You might get a few arguments if she’s boisterous and he’s not, if he tells her to stop and she doesn’t then he might escalate… but that’d be normal.

If you get anything you’re not happy with, re arguing, separate them, give them a bit of chill out time away from each other and then go again.

Watch for things that could cause issues, so obviously, toys, food, but also attention from humans or highly exciting situations, someone coming in, any games etc.

Given they’ve met already and done stuff side by side - chances are it’ll be fairly easy to settle her in with him with no drama tbh, but just so you’re aware that a bit of an argument is fine and within normal in the early days and as long as they’re not actually injuring each other then it’s usually over with fairly quickly.

Killingoffmyflowersonebyone · 08/07/2024 17:00

I foster so I have to do this a lot.

I always introduce mine outside first (neutral ground) then in the garden on leads and then in the house. Usually keep them separate for a few weeks tbh until I am 100% sure of the new dogs temperament. Dogs hide a lot of themselves when in a new environment - don’t forget it takes 3 months for them to settle into a new home so all the personality traits you’re seeing atm might not necessarily be the ‘real them.’
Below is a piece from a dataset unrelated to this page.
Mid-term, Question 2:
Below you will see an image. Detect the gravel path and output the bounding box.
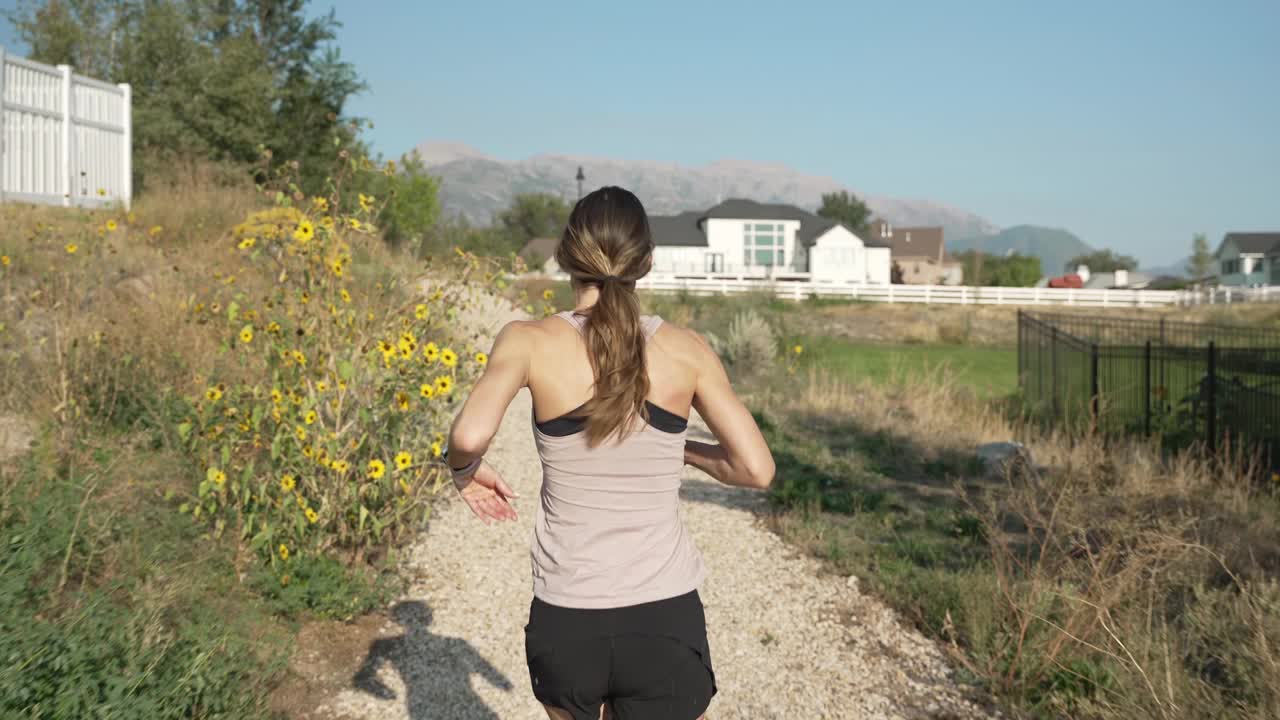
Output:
[314,392,987,720]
But ultimately it’s a case of when you think you’re ready. I, personally, am extra cautious as I have a big dog (retriever) and two little dogs (cockers) in my home already. And two uncastrated males - which changes dynamics a lot. I don’t let them eat together (ever) or share toys (only my ‘own’ dogs play with toys together).

Remember; dog fights sound very vicious (even a bitch telling off her pups scares people even though there’s no real feeling in it). So if it does happen, unless one is seriously injured, don’t worry too much.
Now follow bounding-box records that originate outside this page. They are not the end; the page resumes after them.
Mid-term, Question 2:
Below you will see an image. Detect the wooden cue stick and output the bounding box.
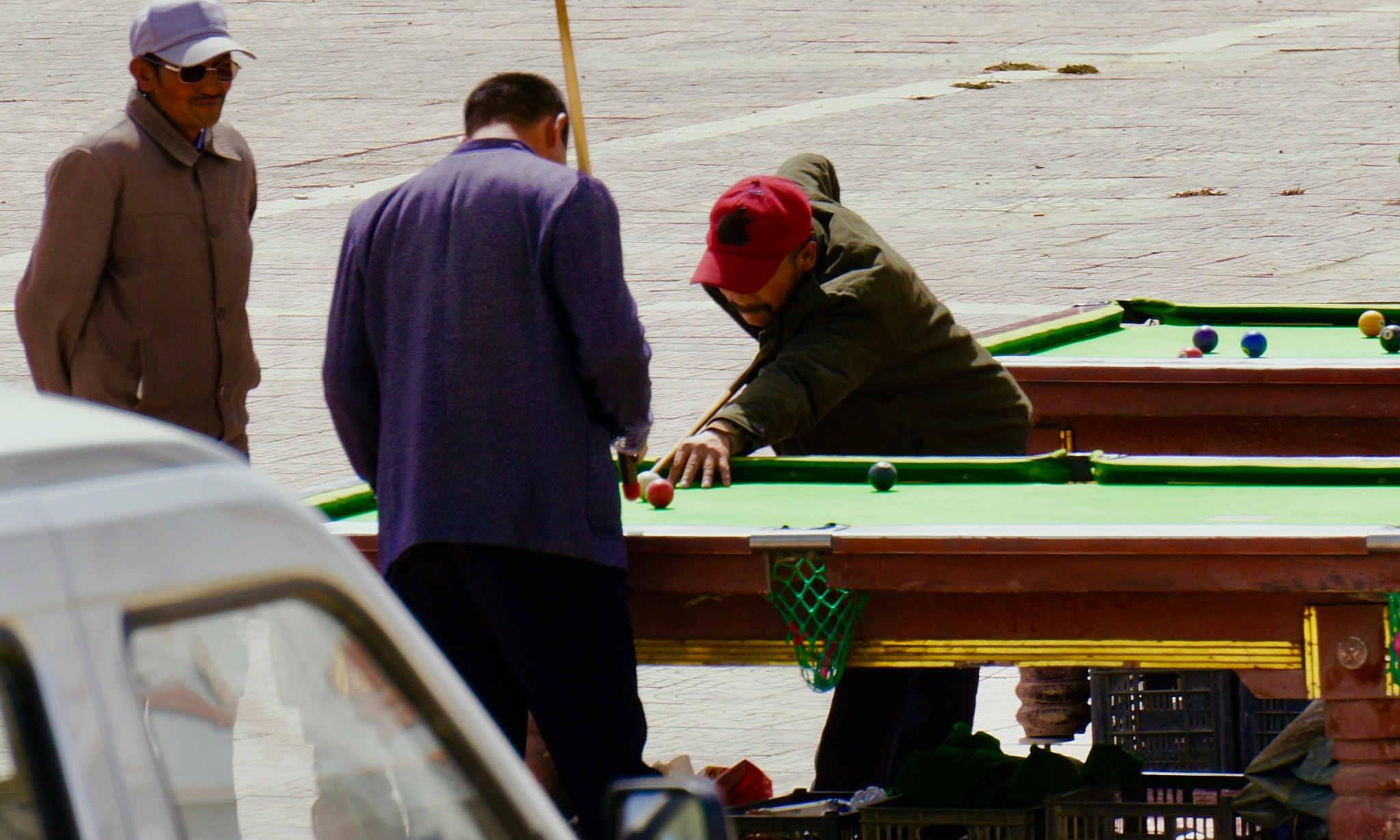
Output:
[651,358,757,483]
[554,0,593,175]
[554,0,645,500]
KeebabSpider · 09/07/2024 19:45

Thank you everyone. They have been playing outside and walking side by side. The new dog looks to dd for reassurance a lot. Each time after the walk we've now progressed to walking in the house together, having some free reign together and now laying on the rug together. But this seems to be short lived. The new dog keeps licking dd on the nose, he doesn't seem to like this much. He has put her in her place when she's being too bouncy too. She keeps jumping up at DH, and at one point dd growled and jumped up pushing her away. It seems he is policing boundaries but not being aggressive. So all good so far.